The Weyburn Arts Council has opened a contest for a design for a public mural to be installed on a downtown building, as shown in the above photos.
Curator Regan Lanning made the announcement on Thursday evening at the Allie Griffin Art Gallery, as she unveiled the plans to have people paint the mural during the Weyburn Car Show’s annual show-and-shine in June.
The mural will go up on the north wall of Kat and Fuel’s shop on Second Street, facing the lot where the outdoor skating rink is currently located. The sign that is up for the Open Air Market will be taken down as they are no longer using that lot for their weekly market.
The contest for the mural design is open to all Weyburn and area residents, with a deadline of Tuesday, March 31. The winning artist or artists will be notified by April 9 and will be publicly announced on April 17.
The plan is for Weyburn Arts Council members to outline the mural on June 11-12, and to have available for people to paint on during the car show, and the public unveiling will take place on Canada Day, July 1.
The design “must be culturally appropriate and tied to Weyburn in some way. We’d like an original concept, and we’d like for it to be attractive,” said Lanning, adding with a laugh, “No wings!”

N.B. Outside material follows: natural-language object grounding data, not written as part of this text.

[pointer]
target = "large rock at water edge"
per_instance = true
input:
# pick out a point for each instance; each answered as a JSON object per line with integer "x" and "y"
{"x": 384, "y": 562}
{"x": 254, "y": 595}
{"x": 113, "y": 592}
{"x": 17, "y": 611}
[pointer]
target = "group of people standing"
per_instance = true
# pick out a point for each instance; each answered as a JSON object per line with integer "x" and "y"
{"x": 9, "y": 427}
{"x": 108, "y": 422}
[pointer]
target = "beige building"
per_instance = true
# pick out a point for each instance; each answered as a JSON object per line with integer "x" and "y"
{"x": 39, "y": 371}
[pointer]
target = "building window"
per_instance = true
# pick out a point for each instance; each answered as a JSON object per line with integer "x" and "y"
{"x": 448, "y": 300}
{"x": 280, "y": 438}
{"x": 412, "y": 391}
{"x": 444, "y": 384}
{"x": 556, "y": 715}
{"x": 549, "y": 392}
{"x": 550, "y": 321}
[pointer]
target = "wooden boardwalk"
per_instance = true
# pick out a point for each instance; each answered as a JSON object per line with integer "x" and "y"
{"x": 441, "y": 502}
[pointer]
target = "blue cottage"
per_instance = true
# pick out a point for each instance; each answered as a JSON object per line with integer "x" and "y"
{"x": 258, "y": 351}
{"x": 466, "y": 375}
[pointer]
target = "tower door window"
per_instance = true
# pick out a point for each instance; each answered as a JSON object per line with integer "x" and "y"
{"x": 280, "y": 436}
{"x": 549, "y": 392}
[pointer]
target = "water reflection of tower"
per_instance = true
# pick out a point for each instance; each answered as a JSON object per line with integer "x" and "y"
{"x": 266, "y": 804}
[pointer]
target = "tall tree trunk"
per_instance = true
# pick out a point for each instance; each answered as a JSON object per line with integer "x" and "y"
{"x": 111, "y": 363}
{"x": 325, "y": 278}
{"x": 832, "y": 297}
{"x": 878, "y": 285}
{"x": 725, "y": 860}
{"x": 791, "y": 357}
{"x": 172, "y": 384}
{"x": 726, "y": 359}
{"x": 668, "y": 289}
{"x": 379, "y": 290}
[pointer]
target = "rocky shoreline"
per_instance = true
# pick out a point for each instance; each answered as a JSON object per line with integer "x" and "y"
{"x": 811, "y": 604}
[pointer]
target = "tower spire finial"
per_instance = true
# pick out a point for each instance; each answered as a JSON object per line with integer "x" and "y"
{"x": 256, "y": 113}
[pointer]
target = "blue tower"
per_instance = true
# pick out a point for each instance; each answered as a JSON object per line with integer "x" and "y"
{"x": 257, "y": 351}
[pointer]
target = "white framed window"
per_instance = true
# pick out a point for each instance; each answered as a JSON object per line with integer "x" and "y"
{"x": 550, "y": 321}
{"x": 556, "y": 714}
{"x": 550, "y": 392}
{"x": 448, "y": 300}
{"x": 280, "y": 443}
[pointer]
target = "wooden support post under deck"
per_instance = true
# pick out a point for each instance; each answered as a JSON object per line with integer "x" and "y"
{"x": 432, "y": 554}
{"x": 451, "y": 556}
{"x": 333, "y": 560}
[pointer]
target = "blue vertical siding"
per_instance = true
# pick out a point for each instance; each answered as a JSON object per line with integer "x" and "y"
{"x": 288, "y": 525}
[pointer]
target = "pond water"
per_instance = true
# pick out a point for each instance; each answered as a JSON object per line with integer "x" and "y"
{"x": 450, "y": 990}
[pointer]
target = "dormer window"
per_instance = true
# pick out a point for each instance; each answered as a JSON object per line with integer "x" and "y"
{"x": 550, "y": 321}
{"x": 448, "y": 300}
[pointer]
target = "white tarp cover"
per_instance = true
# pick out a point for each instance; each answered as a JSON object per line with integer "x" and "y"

The winning designer or designers will win a $1,000 cash prize.
The arts council is also asking that artists consider the ability to recreate a design as a large mural that will be segmented into a sort of paint-by-number set up so anyone of any age or ability can step up and paint a square. The paints will be premixed and labeled to make it as simple as possible for anyone to take part in the project.
City works employees will have the panels up on the wall of the building in time for the car show, said Lanning.
Asked how local businesses could be involved, she said they could contribute materials, donate towards the paints, or come out on the day of the event as a group and do some squares of the mural.
“Any partnerships would be welcomed and appreciated,” she added, noting each panel will measure about four feet by eight feet.
After the squares are all painted, the City has provided a space where the arts council members can spread the pieces out and put a sealing coat on them, said Lanning, adding she expects there will be a need for volunteer artists to finish off all of the mural squares.
They will use a high-quality fluid paint that is designed for long-term exterior use, she explained. “It’s expensive, but I feel it’s worth it in the long run.”
Showing examples of large-scale murals from urban settings, Lanning said of the design, “We’d love the mural to be about Weyburn in some way, but I don’t want people to be limited to wheat fields or oil derricks at sunset. It should be high-impact, modern and graphic in nature.”
Murals painted today “are not like they used to. They’re very vibrant, eye-catching, and there’s nothing restful about them. Weyburn is dynamic, and that should be reflected on our streets and in our art.”
A design could combine the use of a word or words with images of people or scenes, she noted, adding the suggestion, “I’d love for a 13-year-old to enter the contest, and show what the future is going to look like in Weyburn.”
The concept to do a large public mural has been talked about by the arts council members for a long time, and it was mentioned at the recent forum on the arts that Lanning hosted at Signal Hill.
There are a number of other buildings around the downtown area she would like to see murals done, but first the arts council will see how this project goes and what level of participation and quality of designs are submitted.